H: It really puts you at the center. You’ll know everybody in the field, and it gives you all these opportunities. When you’re on the American Heart Council, when you’re chairman of the Council, you’re at the center of that universe of the prevention community. I also happened to work with Ancel Keys who was a founder of the field. And with Geoffrey Rose, Marti Karvonen, Jerry Stamler, and Richard Remington who were founders of the field. So my position in the Council and in my field gave me a great deal of personal gain in career and professional interests, opportunity for research, but also opportunity to serve.

We are very much in the mode of volunteerism in this country; that’s what the American Heart Assn. is based on, volunteer service to a larger good. It gives you a community outside of your small department or your medical school. A larger community is always a personal gain in satisfaction and ideas, in service, and influence.

R: When you became an elected chair of the CVD Epi Council, what were your expectations?

H: Whatever they were, they were more than fulfilled.

R: It sounded like that when you talked about your time as the CVD Epi Council chair. Is there anything else you would like to say regarding the modern needs of CVD Epi?

H: Well we’ve already talked about where I think it ought to go. I have a new voice now, developing a CVD epidemiology and prevention history website and publications. I don’t know if you’ve been able to look at the website yet. We need to get involved with modern technology to communicate our message and to develop collaborative thinking. I’m encountering these with the History website, and I think there could be international training websites, lectures, blogs, interactive learning, all sorts of things that the field can do to increase communications. You’re obviously outgoing and creative in your undertakings and I wish you and them well.
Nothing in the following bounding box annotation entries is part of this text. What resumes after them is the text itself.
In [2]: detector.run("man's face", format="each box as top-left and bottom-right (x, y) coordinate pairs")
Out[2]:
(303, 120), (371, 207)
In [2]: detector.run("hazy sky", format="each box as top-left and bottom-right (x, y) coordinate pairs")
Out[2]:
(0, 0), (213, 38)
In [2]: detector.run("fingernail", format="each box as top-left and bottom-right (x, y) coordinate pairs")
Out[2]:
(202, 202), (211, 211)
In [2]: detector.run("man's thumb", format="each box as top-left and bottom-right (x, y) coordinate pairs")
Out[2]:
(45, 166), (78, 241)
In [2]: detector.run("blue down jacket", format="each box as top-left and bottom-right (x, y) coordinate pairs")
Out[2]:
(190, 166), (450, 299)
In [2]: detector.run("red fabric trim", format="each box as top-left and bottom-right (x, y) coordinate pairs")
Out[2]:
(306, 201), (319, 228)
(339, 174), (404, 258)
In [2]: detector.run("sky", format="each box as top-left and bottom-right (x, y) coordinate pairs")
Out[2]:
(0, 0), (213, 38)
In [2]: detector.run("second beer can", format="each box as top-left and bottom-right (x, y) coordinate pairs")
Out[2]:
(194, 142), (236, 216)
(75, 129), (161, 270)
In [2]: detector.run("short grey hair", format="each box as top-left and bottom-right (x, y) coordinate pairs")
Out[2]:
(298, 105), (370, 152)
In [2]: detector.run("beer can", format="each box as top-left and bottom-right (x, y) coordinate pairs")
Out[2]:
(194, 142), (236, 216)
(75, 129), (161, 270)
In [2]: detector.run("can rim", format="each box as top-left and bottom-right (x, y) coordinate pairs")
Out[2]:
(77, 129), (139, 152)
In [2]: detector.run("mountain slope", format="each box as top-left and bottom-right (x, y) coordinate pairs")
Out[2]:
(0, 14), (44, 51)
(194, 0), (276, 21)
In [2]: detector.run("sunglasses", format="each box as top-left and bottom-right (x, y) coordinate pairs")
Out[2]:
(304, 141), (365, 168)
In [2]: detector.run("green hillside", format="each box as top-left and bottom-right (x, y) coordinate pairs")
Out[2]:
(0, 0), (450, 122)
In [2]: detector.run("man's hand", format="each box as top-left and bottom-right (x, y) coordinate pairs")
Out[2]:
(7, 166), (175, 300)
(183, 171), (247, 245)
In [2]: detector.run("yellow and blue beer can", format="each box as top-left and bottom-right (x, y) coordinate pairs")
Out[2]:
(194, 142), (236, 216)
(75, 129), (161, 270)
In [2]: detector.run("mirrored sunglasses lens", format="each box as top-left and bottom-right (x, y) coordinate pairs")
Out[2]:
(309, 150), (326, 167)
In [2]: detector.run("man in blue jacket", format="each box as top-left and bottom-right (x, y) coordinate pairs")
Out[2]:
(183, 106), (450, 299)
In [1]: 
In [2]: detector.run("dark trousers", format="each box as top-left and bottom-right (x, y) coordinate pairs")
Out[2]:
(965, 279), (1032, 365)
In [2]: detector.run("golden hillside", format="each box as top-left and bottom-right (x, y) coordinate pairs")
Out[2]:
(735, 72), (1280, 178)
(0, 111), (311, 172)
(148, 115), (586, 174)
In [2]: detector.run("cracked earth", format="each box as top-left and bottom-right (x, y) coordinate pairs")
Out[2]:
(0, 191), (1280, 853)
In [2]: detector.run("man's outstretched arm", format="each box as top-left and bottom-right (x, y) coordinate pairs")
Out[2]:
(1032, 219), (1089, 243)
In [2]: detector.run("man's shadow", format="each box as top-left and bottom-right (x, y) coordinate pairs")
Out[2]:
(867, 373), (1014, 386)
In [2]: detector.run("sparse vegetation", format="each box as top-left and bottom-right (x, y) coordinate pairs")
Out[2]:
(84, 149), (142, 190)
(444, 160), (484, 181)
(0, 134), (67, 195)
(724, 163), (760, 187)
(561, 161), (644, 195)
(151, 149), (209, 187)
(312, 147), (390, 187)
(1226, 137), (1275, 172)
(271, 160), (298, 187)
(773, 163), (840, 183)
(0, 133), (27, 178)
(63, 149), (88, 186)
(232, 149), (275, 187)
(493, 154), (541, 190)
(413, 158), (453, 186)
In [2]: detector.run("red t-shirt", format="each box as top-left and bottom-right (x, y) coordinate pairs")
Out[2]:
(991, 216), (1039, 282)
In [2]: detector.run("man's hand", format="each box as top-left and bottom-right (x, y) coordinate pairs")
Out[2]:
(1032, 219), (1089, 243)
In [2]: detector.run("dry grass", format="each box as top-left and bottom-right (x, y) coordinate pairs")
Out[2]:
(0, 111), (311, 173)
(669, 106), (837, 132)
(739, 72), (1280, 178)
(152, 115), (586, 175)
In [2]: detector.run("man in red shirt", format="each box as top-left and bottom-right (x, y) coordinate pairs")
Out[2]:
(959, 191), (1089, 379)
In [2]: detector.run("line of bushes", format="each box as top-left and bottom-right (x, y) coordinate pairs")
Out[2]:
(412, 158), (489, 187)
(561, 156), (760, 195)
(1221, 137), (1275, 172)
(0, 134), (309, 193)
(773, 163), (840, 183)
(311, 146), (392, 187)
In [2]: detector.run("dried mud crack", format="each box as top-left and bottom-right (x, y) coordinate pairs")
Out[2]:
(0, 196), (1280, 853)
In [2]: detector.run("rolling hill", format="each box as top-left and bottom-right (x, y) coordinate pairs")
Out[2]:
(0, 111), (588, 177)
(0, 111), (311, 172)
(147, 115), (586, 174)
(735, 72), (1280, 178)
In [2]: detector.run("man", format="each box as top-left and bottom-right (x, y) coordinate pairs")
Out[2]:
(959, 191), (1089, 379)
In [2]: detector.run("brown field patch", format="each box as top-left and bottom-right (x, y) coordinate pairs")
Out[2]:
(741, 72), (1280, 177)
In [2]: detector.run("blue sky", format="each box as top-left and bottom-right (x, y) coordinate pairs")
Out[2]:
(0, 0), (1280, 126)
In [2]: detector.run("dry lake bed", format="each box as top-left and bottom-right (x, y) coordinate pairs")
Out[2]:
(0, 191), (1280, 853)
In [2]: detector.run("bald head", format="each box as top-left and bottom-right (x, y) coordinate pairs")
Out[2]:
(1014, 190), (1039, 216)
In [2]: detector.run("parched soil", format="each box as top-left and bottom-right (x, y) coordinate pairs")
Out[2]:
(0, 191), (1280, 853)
R: I’m definitely looking forward to this book after I’ve heard so much about it and now on your website I have found very interesting information, particular the interviews with pioneer people from the Epi community and really enjoyed it.

H: Write an essay and I’ll put it on the website, a couple of thousand words. Maybe write on atrial fibrillation?

R: Ok. I thank you very much for your time.

H: I appreciate your calling and I appreciate your paying for the call. We talked an hour!

R: It really was wonderful to talk to you.